Al Kahfi Land, Depok, 2004
Manusia adalah makhluk pelupa. Sangat pelupa.
Cahaya matahari mengintip perlahan dari lereng bukit hutan pinus, walau masih malu-malu, tetapi sinarnya telah menyelip di antara dahan-dahan dan daun pohon yang rimbun, mengusir kabut yang masih menyelimuti sebagian bukit. Burung-burung berkicau merdu seolah menyambut segelintir pekerja yang telah datang.
Pagi di Al Kahfi Land terasa damai dan tenteram, tetapi tiba-tiba sebuah sedan mewah melaju kencang dan berhenti mendadak di depan lobi hingga mendecit. Sepertinya suasana ini akan segera berubah.
Petugas keamanan bernama Pak Jajat terkejut, terlebih lagi ia melihat mobil itu dikendarai sendiri oleh pemiliknya. Dengan sigap Pak Jajat membuka pintu mobil sambil menyapa Erlangga, walau ia tahu tidak akan disahuti, kemudian ia langsung menuju bagasi mobil untuk mengambil barang-barang yang biasa dibawa Erlangga sambil bertanya di dalam hati, biasanya kalo Pak Didi lagi enggak bisa nyupirin, Pak Bos enggak masalah. Kenape sekarang muke die keliatan kaya abis ngunyah cabe sekilo?
Wajah Erlangga memang terlihat lebih garang dari biasanya, ia bagai membawa dinamit yang sumbunya telah tersulut dan perjalanan titik baranya semakin mendekati sumber ledak.
Mata Erlangga menantang mata semua orang, seperti penembak jitu yang membidik sasaran. Beberapa karyawan yang tanggap situasi segera menunduk atau menyingkir sebelum berpapasan. Sungguh sayang, masih ada saja karyawan tak pandai membaca bahasa tubuh, ia malah menjilat di saat tak tepat.
"Wah, bapak. Semangat pagi, Pak Erlangga Yusuf. Mungkin ada yang bisa saya bantu?”
"Minggir! Enggak usah cengengesan aja kaya orang goblok!" maki Erlangga.
Karyawan kurang beruntung itu segera menyingkir, padahal sepertinya dia berharap mendapat pelukan hangat. Beberapa karyawan lain yang seolah sedang tiarap pun tertawa terpingkal-pingkal tanpa suara.
Biasanya Erlangga langsung menuju lift eksekutif menuju ruangannya di lantai paling atas, pagi ini ia malah berjalan menuju area kerja karyawannya.Para karyawan yang melihatnya langsung berdiri.
“Ini meja siapa aja, kenapa masih banyak yang kosong? Siapa yang bisa jelasin ke saya?" tanya Erlangga.
Nah! Ini baru saat yang tepat untuk menjilat. Satu! Dua! Ti .... Dor! Trio gosip berebut menjawab, mereka sangat lihai menyebut nama-nama, bahkan mengadukan kekurangan teman-temannya sendiri yang tidak ditanyakan.
Erlangga semakin gusar. "Kasih tahu ke manusia-manusia sampah itu, kalau udah enggak mau kerja, suruh keluar aja! Mana HRD? Panggil Santoso, Cepat!"

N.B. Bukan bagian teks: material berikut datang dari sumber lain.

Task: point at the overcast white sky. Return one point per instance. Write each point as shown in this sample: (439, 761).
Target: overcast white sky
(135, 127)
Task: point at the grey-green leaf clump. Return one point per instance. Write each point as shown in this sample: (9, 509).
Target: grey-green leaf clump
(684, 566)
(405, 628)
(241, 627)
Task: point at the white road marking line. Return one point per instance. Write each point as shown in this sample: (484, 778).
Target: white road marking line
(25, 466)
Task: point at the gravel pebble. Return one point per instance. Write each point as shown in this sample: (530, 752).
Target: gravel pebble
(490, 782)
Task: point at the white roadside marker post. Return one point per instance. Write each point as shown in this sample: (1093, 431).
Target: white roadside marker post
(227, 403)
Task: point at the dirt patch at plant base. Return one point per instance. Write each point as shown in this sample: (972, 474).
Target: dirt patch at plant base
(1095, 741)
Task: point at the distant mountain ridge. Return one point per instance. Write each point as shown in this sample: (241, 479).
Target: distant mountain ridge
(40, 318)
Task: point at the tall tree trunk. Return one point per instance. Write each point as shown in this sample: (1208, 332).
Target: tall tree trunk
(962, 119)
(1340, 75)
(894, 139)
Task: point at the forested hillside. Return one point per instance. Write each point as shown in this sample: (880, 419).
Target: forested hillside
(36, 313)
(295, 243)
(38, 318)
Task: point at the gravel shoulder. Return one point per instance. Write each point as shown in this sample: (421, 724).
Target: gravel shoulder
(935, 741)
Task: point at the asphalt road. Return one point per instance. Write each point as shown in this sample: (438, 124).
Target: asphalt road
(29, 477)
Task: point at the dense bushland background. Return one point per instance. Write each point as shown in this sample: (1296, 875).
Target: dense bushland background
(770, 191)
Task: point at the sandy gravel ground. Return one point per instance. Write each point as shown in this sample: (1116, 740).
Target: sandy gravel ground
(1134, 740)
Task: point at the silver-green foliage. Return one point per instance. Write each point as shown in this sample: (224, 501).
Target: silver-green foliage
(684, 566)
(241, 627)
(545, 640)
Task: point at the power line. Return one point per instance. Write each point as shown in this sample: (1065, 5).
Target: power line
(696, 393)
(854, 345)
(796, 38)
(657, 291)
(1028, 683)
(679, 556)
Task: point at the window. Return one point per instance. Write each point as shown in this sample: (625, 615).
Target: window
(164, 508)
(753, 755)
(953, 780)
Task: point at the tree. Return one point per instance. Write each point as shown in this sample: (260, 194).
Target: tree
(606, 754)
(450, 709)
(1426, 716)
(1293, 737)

Priiit! Balap mencari Santoso dimulai!
Erlangga tidak suka menunggu, ia malah pergi mencari sasaran tembak di area kerja lain saat trio gosip memburu Santoso.
Satu korban terjaring di tempat lain, Erlangga menemukan pemandangan yang tidak disukainya, yaitu tempat kerja berantakan. Erlangga melempar kertas-kertas di meja karyawan malang itu.
"Lu tahu kerja di mana? Kakus kantor ini aja lebih bersih dari mejalu. Cari kantor lain!” bentak Erlangga.
Si pemilik meja membungkuk-bungkuk minta maaf, lalu tergopoh-gopoh merapikan mejanya.
Erlangga terus berpindah ke area-area kerja lain sambil menghujani telur busuk ke manusia-manusia tidak berdaya.
Baiklah, ada apa dengan Erlangga? Bukankah tadi malam ia seolah mendapat hidayah?
Ternyata memang ada sebabnya. Pak Didi mengambil izin cuti mendadak karena istrinya melahirkan. Erlangga pun memilih menyetir mobilnya sendiri karena ia tidak suka diantar oleh supir kantor lain. Memang bukan itu penyebab kemarahannya.